GDS Stock Gains, but There’s a Catch to the AI Data Center Surge

May 30, 2026

New York, May 30, 2026, 15:02 (EDT)

  • GDS ADRs finished Friday at $35.45, gaining 0.6%. Shares climbed around 1.2% for the U.S. week, shortened due to the Memorial Day market holiday.
  • Hong Kong shares climbed 4.6% Friday to HK$33.28, but finished just under last Friday’s closing price.
  • Investors are going into next week looking at record AI-related bookings, but they’re also considering how much time and money it will take to actually convert those orders to revenue.

GDS Holdings’ U.S. ADRs edged up into the weekend. Shares got some help from a firm Nasdaq session and the Hong Kong line showing a bounce. The gain was minor, not enough to make up earlier losses.

GDS Holdings’ ADRs ended about 12% lower than they were on May 19, before Q1 earnings sent the stock tumbling. That’s the main issue now. Investors are into the AI demand angle but aren’t sure when that will actually turn into billable sales.

GDS, which runs large data centers in China, posted net revenue of RMB3.37 billion for the first quarter, up 23.6% on the year. Stripping out one-offs, revenue was up 7.9%. Adjusted EBITDA increased 8.0% to RMB1.43 billion.

Profit jumped, but the math was tricky. Net income rose to RMB2.65 billion, with most of that coming from a RMB2.14 billion gain related to DayOne Data Centers, GDS’s Singapore-based hyperscale data center investee.

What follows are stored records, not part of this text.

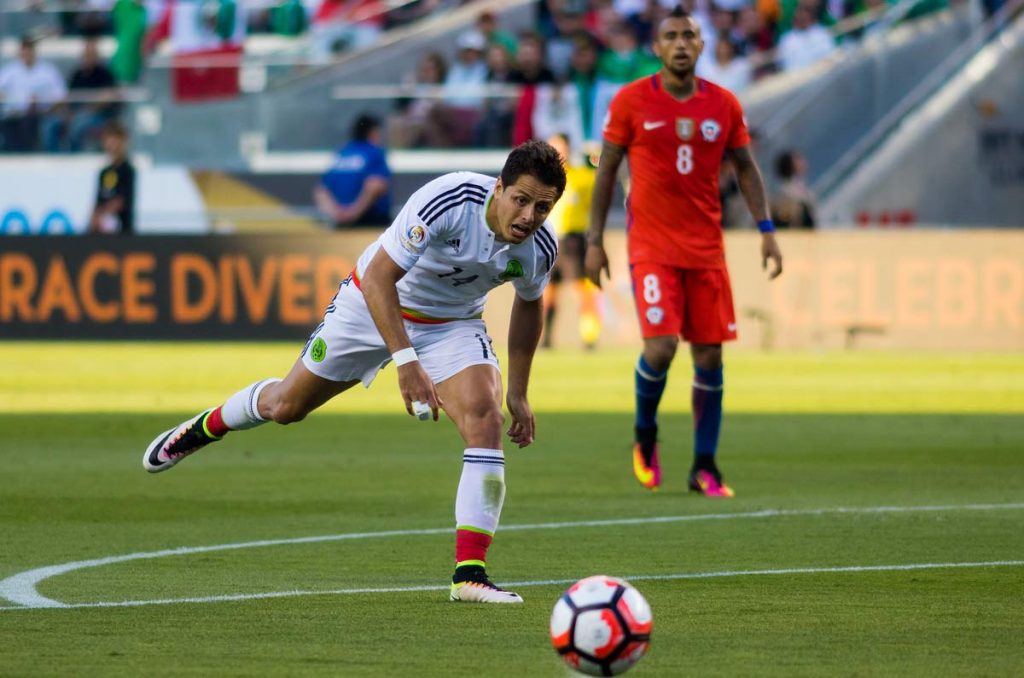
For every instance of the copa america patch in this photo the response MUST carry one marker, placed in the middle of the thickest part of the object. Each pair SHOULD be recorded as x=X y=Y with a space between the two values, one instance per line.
x=710 y=129
x=414 y=237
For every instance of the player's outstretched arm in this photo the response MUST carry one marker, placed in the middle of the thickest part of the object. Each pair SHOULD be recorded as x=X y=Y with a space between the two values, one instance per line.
x=378 y=285
x=596 y=258
x=524 y=333
x=753 y=186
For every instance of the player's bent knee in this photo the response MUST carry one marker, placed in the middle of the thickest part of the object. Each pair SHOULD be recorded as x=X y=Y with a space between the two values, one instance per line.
x=660 y=350
x=491 y=419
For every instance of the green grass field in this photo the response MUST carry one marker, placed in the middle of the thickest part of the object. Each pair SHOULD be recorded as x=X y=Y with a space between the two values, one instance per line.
x=921 y=575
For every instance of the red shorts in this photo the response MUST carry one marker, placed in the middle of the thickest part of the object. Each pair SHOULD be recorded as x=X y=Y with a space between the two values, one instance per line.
x=693 y=302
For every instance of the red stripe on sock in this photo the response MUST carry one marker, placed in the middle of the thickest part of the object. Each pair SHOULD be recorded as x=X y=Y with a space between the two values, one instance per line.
x=471 y=545
x=215 y=424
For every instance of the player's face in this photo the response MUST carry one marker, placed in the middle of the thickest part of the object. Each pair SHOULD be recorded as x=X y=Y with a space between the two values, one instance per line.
x=678 y=44
x=521 y=208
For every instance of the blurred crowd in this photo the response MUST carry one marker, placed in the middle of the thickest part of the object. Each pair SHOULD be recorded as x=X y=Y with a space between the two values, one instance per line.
x=501 y=87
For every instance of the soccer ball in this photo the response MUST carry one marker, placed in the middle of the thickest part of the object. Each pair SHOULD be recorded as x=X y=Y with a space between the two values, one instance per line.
x=601 y=626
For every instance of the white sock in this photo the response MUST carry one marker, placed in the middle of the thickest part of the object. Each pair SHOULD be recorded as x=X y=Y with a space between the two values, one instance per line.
x=241 y=412
x=481 y=489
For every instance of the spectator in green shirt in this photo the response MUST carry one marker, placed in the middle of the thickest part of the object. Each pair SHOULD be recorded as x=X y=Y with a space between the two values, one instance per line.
x=129 y=30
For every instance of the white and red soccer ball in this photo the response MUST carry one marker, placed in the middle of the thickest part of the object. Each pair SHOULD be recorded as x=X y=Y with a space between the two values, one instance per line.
x=601 y=626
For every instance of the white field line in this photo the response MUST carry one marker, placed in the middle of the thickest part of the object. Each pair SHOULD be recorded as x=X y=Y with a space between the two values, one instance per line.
x=22 y=588
x=549 y=582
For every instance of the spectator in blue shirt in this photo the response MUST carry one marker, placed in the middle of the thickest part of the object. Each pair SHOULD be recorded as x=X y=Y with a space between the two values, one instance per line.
x=356 y=189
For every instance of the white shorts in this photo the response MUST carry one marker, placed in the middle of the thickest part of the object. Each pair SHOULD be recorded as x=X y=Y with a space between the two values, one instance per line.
x=346 y=346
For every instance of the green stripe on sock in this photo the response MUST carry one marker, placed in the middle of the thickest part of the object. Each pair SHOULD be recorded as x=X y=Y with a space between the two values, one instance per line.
x=207 y=430
x=476 y=530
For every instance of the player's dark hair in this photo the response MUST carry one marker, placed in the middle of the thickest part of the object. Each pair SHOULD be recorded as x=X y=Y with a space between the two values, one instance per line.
x=536 y=159
x=365 y=124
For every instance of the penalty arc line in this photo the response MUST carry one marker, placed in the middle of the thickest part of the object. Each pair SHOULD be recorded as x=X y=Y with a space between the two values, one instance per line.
x=550 y=582
x=22 y=588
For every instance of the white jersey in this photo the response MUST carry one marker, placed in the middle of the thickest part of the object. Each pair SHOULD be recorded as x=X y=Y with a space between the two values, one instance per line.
x=441 y=238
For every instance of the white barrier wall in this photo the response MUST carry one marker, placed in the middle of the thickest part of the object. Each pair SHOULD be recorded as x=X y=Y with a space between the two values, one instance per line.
x=40 y=196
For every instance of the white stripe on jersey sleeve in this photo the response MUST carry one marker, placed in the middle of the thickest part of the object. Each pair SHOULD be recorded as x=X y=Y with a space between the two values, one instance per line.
x=419 y=223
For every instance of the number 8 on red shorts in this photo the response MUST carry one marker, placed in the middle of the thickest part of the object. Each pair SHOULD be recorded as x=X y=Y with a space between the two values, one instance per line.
x=695 y=303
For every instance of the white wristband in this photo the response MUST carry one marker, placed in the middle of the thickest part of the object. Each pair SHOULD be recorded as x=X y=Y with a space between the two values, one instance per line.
x=403 y=356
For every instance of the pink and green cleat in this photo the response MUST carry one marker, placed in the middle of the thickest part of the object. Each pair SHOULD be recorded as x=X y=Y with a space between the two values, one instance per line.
x=710 y=484
x=647 y=472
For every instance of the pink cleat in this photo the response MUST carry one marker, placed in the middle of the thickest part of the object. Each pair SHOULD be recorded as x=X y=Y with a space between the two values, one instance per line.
x=708 y=484
x=649 y=475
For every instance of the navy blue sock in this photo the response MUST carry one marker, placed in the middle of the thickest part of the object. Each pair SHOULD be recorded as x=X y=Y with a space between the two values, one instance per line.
x=707 y=413
x=649 y=386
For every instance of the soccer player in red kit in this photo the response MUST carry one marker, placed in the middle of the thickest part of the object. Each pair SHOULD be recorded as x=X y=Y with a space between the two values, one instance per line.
x=676 y=128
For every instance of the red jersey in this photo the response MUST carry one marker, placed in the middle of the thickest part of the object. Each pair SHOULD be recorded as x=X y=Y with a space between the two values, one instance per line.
x=675 y=152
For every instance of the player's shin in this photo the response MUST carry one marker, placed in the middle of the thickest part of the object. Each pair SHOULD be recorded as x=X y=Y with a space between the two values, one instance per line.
x=707 y=400
x=477 y=507
x=708 y=390
x=241 y=411
x=649 y=387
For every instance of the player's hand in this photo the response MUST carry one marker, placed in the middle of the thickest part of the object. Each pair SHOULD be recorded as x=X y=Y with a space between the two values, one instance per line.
x=416 y=385
x=769 y=250
x=594 y=262
x=523 y=425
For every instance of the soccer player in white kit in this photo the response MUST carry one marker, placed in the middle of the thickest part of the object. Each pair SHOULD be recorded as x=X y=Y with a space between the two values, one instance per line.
x=416 y=297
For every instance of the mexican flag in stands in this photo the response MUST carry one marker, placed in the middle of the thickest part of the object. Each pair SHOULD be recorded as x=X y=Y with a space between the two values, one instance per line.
x=206 y=39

That was after a dilution gain and part share sale.

GDS CEO William Huang said the company entered 2026 with “very strong sales,” booking about 200 megawatts of net new business in the first quarter—its best quarter ever for bookings. Bookings are contracted or pre-committed capacity that the company still has to build out and deliver to customers. CFO Dan Newman said GDS “further enhanced our financial flexibility” this quarter with the DayOne share sale and a private placement of convertible preferred shares. GDS Holdings Ltd

On the call, Huang said GDS is seeing a “resurgence in data center demand driven by AI” and that bookings so far this year have passed 340 MW. The company’s three-year plan aims for 500 MW to 800 MW of new bookings annually, with RMB30 billion to RMB50 billion set aside for new investment or capex over the period.

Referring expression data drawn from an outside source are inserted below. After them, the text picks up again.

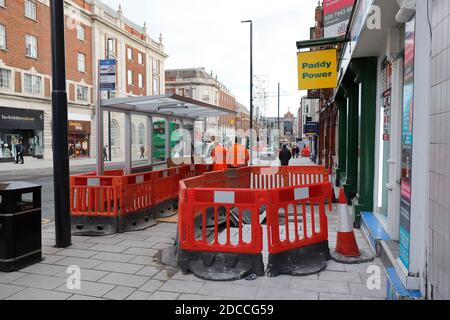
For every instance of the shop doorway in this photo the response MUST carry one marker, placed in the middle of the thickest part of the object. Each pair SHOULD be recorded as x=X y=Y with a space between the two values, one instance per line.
x=78 y=146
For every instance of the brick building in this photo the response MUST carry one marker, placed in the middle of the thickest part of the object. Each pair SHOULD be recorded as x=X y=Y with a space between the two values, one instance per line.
x=25 y=72
x=203 y=86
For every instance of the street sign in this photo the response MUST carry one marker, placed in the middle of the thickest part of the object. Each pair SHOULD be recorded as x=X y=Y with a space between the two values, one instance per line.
x=317 y=69
x=108 y=71
x=311 y=128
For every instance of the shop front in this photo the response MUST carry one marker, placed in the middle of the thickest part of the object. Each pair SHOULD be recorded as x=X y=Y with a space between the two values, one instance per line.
x=21 y=125
x=382 y=161
x=79 y=137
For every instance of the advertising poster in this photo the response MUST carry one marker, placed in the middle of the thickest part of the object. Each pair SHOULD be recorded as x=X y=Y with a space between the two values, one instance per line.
x=317 y=69
x=407 y=145
x=337 y=14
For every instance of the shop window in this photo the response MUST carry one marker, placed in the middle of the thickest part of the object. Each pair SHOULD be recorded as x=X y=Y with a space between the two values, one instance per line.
x=81 y=32
x=5 y=78
x=130 y=78
x=81 y=62
x=82 y=93
x=141 y=134
x=114 y=133
x=31 y=46
x=2 y=37
x=141 y=81
x=30 y=10
x=32 y=84
x=133 y=134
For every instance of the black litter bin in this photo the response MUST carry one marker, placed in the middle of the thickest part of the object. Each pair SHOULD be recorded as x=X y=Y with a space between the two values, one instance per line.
x=20 y=225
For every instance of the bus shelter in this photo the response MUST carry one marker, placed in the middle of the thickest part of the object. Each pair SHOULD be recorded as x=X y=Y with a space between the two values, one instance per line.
x=170 y=107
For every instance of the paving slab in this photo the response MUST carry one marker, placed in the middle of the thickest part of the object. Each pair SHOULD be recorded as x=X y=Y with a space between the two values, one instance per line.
x=80 y=262
x=7 y=290
x=39 y=282
x=88 y=288
x=119 y=293
x=181 y=286
x=39 y=294
x=151 y=285
x=119 y=267
x=149 y=271
x=229 y=290
x=115 y=257
x=126 y=280
x=319 y=285
x=285 y=294
x=7 y=277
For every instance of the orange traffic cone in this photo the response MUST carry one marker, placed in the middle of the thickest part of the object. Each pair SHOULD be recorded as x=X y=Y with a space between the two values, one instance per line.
x=347 y=250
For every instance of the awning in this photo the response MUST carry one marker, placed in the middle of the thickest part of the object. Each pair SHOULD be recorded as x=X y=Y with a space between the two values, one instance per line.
x=169 y=105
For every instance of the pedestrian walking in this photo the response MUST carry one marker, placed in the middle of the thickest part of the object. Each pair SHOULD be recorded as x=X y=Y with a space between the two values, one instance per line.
x=285 y=156
x=105 y=153
x=20 y=149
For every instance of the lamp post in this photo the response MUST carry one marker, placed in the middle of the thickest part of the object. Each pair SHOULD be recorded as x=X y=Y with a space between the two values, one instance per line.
x=59 y=127
x=251 y=89
x=110 y=42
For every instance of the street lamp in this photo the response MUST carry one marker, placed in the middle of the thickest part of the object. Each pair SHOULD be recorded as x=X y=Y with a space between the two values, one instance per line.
x=251 y=88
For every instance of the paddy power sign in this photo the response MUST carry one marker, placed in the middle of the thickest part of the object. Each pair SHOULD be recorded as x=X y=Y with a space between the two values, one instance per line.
x=317 y=69
x=337 y=14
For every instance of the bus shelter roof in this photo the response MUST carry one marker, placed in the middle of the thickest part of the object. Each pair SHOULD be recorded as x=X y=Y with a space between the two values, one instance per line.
x=168 y=105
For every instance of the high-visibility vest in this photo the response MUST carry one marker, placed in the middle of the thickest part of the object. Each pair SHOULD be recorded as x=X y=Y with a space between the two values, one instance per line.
x=237 y=156
x=219 y=156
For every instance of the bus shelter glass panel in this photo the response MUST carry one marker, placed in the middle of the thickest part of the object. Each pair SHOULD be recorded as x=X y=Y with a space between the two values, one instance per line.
x=139 y=136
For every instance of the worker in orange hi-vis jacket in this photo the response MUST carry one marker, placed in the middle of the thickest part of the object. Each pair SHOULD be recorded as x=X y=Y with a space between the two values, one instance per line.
x=219 y=156
x=237 y=156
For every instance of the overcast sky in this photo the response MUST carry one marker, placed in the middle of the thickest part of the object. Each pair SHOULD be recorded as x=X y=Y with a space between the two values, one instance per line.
x=208 y=33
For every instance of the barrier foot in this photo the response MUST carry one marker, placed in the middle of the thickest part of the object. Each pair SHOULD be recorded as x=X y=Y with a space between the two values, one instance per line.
x=94 y=226
x=299 y=262
x=363 y=258
x=221 y=266
x=166 y=209
x=136 y=221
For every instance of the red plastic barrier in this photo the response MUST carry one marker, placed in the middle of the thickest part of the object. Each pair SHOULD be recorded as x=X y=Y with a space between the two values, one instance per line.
x=302 y=210
x=92 y=196
x=137 y=191
x=195 y=206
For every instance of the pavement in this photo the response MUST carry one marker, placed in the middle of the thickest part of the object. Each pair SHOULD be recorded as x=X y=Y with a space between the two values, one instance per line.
x=127 y=267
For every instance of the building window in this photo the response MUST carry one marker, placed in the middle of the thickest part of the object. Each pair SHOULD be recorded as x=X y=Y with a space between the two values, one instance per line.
x=156 y=86
x=114 y=133
x=130 y=78
x=82 y=93
x=30 y=9
x=81 y=62
x=110 y=48
x=31 y=46
x=141 y=134
x=156 y=79
x=81 y=32
x=32 y=84
x=2 y=37
x=133 y=134
x=5 y=78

Pricing stays in focus. Newman said “pricing for new business is stable” and gave the average unit development cost at about RMB20,000 per kilowatt. He said new assets that have stabilized can make an adjusted gross profit yield between 10% and 11%. That’s the figure investors are tracking as GDS grows.

Analyst calls on GDS are mixed. Dan Baker at Morningstar wrote in a May 25 note that GDS is “gearing up for very strong AI demand for data centers” and bumped his fair value up 16% to HK$37. AASTOCKS said Goldman Sachs found Q1 revenue 1% to 2% under its own and market estimates. Daiwa pointed out that although orders were solid, it would take time for them to hit earnings. Morningstar

GDS outperformed Friday, beating peer VNET Group, which dropped 5.1%. Equinix slipped 0.2% and Digital Realty lost 0.8%. VNET calls itself a carrier- and cloud-neutral internet data-center provider in China. Equinix and Digital Realty run big global data-center platforms.

The Nasdaq Composite edged up 0.2% Friday to 26,972.62, ending the week up 2.4%. The S&P 500 clocked its ninth weekly gain in a row. Tech stocks outperformed again, driven by AI computing demand, with Dell up 32.8%.

But the risk is clear. If power permits, building or client ramp-ups get delayed, GDS might face higher capex before the new space starts generating revenue; management said most of the pipeline should become billable in six to eight quarters, not right away. Huang noted this year’s outlook “is not based on any import chips,” meaning local chip supply and delivery are still variables.

Stocks face two questions this week: Can GDS keep its bounce going when U.S. markets reopen, and can tech keep moving higher with new macro reports in sight? The U.S. Labor Department is set to publish the May jobs data June 5 at 8:30 a.m. Eastern, a key release for growth stocks if it changes the interest rate debate.